Existing-home sales dipped 0.6 percent in February, but are up 7 percent compared to the same month last year, according to a report by the National Association of Realtors.
Sales of resale homes, which include single-family, townhomes, condominiums and co-ops, fell to a seasonally adjusted annual rate of 5.02 million units last month, down from January’s rate of 5.05 million units, though were up from the 4.69 million unit rate in February 2009, the report said.
The monthly decrease was driven by a 1.4 percent month-to-month decline in single-family home sales, which make up the vast majority of existing home sales. Sales of resale condos and co-ops, meanwhile, rose 4.8 percent month-to-month. They also rose 30.3 percent year-over-year, compared to a 4.3 percent increase for single-family homes.
While the association pointed to winter storms as partially to blame for the month-to-month drop, "the housing recovery is fragile at the moment," said Lawrence Yun, the association’s chief economist.
Resale housing inventory increased 9.5 percent month-to-month, to 3.59 million existing homes, but fell 5.5 percent year-over-year, the report said. At the current sales pace, that’s an 8.6-month supply, compared to a 7.8-month supply in January. A six-month supply represents an equilibrium between a buyer’s market and a seller’s market, with a higher inventory representing a buyer’s market.
The association noted the approach of an important deadline for a federal homebuyer tax credit program — a purchase contract must be signed by April 30 and the sale must close by June 30 to be eligible for the credit.
"The key test for a durable recovery comes in the next few months, as the tax credit deadline approaches," Yun said. "If we see a surge in homebuying comparable to last fall in the months leading up to the original tax credit deadline, then enough inventory should be absorbed to ensure a broad home-price stabilization."

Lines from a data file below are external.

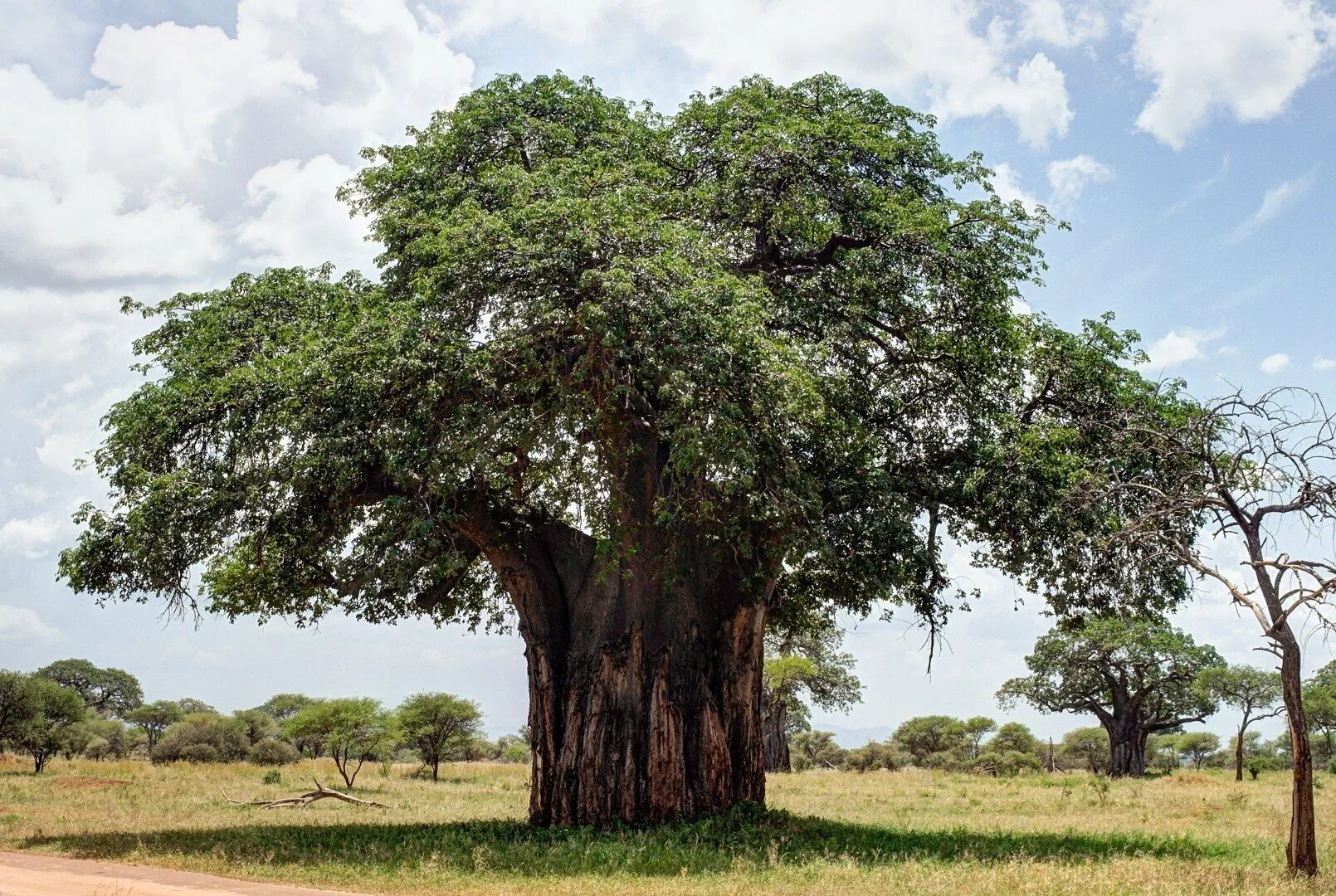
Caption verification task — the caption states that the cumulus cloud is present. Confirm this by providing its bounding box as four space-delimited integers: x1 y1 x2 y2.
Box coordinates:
1143 327 1225 370
1231 169 1317 241
1047 155 1113 207
0 513 67 559
992 162 1041 208
1126 0 1336 149
1021 0 1108 46
0 604 64 642
451 0 1073 147
992 155 1113 211
238 155 375 270
1257 351 1290 374
0 0 473 285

The national median existing-home price fell 1.8 percent year-over-year in February, to $165,100 from $168,200 in February 2009. More than a third (35 percent) of existing-home sales last month were for distressed properties, which are "generally sold at discount," the report said.
The vast majority, 72 percent, of existing homes were sold for under $250,000. Homes above $750,000 saw the biggest year-over-year gains, however, with homes between $750,000 and $1 million seeing a 39.6 percent increase while homes above $1 million saw a 35.5 percent increase. In contrast, the median price of homes under $100,000 rose about 3.1 percent year-over-year. …CONTINUED
First-time homebuyers made up 42 percent of purchasers, while investors made up 19 percent and repeat buyers made up 39 percent of total buyers, according to a NAR practitioner survey.

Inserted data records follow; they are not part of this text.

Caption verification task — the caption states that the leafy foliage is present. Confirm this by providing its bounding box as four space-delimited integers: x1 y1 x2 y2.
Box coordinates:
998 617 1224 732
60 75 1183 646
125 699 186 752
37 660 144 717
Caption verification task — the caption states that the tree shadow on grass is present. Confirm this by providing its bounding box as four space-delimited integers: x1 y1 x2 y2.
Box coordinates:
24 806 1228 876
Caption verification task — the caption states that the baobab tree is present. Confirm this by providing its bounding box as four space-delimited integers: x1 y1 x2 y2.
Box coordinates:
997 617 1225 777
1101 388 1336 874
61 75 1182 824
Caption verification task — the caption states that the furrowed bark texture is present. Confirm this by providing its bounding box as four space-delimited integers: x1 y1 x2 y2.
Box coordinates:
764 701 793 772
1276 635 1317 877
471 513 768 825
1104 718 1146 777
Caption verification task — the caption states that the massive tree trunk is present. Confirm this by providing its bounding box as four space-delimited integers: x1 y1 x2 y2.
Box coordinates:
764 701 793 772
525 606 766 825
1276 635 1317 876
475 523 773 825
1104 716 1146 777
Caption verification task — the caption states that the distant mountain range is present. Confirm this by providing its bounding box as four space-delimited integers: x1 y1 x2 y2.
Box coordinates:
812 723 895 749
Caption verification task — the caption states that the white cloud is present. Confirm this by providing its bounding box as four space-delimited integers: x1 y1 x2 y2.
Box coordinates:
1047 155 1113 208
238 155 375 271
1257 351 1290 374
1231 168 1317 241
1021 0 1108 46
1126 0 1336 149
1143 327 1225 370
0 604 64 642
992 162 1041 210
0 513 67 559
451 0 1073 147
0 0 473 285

Regionally, existing home sales in the Northeast and Midwest rose 2.4 percent and 2.8 percent month-to-month, respectively; and each also rose year-over-year, 12 percent and 8.8 percent, respectively.
These gains did not make up for the month-to-month declines in the South and West, however, which saw drops of 1.1 percent and 4.7 percent, respectively. Each rose year-over-year: 6.9 percent and 3.4 percent, respectively. Together, both regions make up 61 percent of the total inventory of existing homes.
"A lack of affordable housing inventory is holding back sales and pressuring prices to be bid upwards in many California markets," Yun said.
A separate report by the California Association of Realtors noted that existing single-family home sales in the Golden State fell 11.7 percent year-over-year in February to a seasonally adjusted rate of 528,930 units.
At the same time, the statewide median price rose 14.1 percent year-over-year, to $279,840, while unsold inventory fell to 6.3 months compared to 7.1 months in February of last year, the report said.
"Sales of distressed properties to investors and first-time buyers continued to drive the market in February, although at a lesser rate than a year ago," said Leslie Appleton-Young, the association’s vice president and chief economist.
"Supply continues to lag demand at the more affordable end of the market, with a 3.9-month supply of homes for sales priced below $300,000, compared with the long-run average of more than seven months. This contrasts sharply with the nearly 15-month supply of homes for sales priced at $1 million or more at the upper end of the market."
A supply of six months is generally indicative of a balanced market, with a supply greater than six months possibly indicating a buyer’s market and a supply of less than six months possibly indicating a seller’s market.